Re: [PATCH v5 0/6] g_NCR5380: PDMA fixes and cleanup

From: Ondrej Zary
Date: Thu Jun 29 2017 - 14:07:24 EST


On Thursday 29 June 2017 07:24:18 Finn Thain wrote:
> Ondrej, would you please test this new series?
>
> Changed since v1:
> - PDMA transfer residual is calculated earlier.
> - End of DMA flag check is now polled (if there is any residual).
>
> Changed since v2:
> - Bail out of transfer loops when Gated IRQ gets asserted.
> - Make udelay conditional on board type.
> - Drop sg_tablesize patch due to performance regression.
>
> Changed since v3:
> - Add Ondrej's workaround for corrupt WRITE commands on DTC boards.
> - Reset the 53c400 logic after any short PDMA transfer.
> - Don't fail the transfer if the 53c400 logic got a reset.
>
> Changed since v4:
> - Bail out of transfer loops when Gated IRQ gets asserted. (Again.)
> - Always call wait_for_53c80_registers() at end of transfer.
> - Drain chip buffers after PDMA receive is interrupted.
> - Rework residual calculation.
> - Add new patch to correct DMA terminology.
>
>
> Finn Thain (2):
> g_NCR5380: Cleanup comments and whitespace
> g_NCR5380: Use unambiguous terminology for PDMA send and receive
>
> Ondrej Zary (4):
> g_NCR5380: Fix PDMA transfer size
> g_NCR5380: End PDMA transfer correctly on target disconnection
> g_NCR5380: Limit PDMA send to 512 B to avoid data corruption on
> DTC3181E
> g_NCR5380: Re-work PDMA loops
>
> drivers/scsi/g_NCR5380.c | 260
> +++++++++++++++++++++++++---------------------- 1 file changed, 139
> insertions(+), 121 deletions(-)

The write corruption is still there. I'm afraid it can't be fixed without
rolling "start" back (or inceasing residual) if an error occured, something like this:
--- a/drivers/scsi/g_NCR5380.c
+++ b/drivers/scsi/g_NCR5380.c
@@ -619,6 +621,9 @@ static inline int generic_NCR5380_psend(struct NCR5380_hostdata *hostdata,
(int)NCR5380_read(hostdata->c400_blk_cnt) * 128);

if (residual != 0) {
+ residual += 128;
/* 53c80 interrupt or transfer timeout. Reset 53c400 logic. */
NCR5380_write(hostdata->c400_ctl_status, CSR_RESET);
NCR5380_write(hostdata->c400_ctl_status, CSR_BASE);

(seems to work - wrote 230MB and read it back with no differences)

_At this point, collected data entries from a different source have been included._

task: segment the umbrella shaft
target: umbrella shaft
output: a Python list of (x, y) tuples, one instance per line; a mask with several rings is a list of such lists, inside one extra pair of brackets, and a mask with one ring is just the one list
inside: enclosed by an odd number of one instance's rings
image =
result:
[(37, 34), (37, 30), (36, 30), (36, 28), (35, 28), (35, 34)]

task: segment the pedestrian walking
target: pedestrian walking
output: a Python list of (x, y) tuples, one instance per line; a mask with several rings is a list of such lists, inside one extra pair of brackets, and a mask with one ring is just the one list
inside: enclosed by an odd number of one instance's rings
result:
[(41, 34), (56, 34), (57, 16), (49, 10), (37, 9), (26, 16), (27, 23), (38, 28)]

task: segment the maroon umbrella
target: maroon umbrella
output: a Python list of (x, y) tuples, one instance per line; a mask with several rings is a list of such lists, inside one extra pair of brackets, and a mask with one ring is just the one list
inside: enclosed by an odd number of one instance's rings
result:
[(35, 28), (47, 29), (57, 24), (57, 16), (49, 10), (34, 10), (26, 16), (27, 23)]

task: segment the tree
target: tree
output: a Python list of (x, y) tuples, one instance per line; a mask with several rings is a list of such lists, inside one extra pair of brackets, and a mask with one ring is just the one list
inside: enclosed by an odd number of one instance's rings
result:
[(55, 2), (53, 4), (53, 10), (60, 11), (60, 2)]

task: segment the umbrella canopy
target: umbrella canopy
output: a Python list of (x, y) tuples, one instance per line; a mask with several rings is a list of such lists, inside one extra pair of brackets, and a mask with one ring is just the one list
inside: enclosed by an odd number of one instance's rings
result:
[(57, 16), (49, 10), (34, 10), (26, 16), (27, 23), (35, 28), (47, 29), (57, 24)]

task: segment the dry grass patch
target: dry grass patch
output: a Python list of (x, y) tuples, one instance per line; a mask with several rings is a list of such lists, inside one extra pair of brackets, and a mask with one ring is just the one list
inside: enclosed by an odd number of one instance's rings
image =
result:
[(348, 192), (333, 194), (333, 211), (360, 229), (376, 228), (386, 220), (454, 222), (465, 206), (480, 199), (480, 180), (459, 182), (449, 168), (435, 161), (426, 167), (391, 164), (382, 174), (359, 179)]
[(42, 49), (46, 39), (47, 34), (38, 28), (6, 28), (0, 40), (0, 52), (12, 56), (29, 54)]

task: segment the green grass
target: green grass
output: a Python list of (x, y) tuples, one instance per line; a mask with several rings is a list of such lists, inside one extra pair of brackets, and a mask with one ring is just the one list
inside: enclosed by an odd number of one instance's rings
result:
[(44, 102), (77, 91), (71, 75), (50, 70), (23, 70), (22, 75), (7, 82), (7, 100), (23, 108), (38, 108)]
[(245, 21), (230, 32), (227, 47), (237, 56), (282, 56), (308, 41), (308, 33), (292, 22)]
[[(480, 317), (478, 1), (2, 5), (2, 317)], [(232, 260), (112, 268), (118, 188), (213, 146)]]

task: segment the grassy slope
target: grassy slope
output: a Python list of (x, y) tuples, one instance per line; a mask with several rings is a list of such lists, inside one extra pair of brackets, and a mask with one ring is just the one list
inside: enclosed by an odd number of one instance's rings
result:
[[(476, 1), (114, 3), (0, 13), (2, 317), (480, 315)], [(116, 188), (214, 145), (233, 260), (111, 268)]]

The corruption mechanism is:
1. Host buffer is ready so we write 128 B of data there and increment "start".
2. Chip swaps the buffers, decrements the block counter and starts writing the
data to drive.
3. Drive does not like it (e.g. its buffer is full) so it disconnects.
4. Chip stops writing and asserts an IRQ.
5. We detect the IRQ. The block counter is already decremented, "start" is
already incremented but the data was not written to the drive.



No more log spamming on DTC but reads are corrupted even more than before.
The IRQ check after data transfer increases the chance of catching an IRQ
before the buffer could become ready. This patch:
--- a/drivers/scsi/g_NCR5380.c
+++ b/drivers/scsi/g_NCR5380.c
@@ -548,8 +548,10 @@ static inline int generic_NCR5380_precv(struct NCR5380_hostdata *hostdata,
start += 128;

if (NCR5380_read(hostdata->c400_ctl_status) &
- CSR_GATED_53C80_IRQ)
+ CSR_GATED_53C80_IRQ) {
+ printk("r irq at start=%d basr=0x%02x\n", start, NCR5380_read(BUS_AND_STATUS_REG));
break;
+ }
}

residual = len - start;

produces lots of these lines:
[ 896.194054] r irq at start=128 basr=0x98
[ 896.197758] r irq at start=3968 basr=0x98


--
Ondrej Zary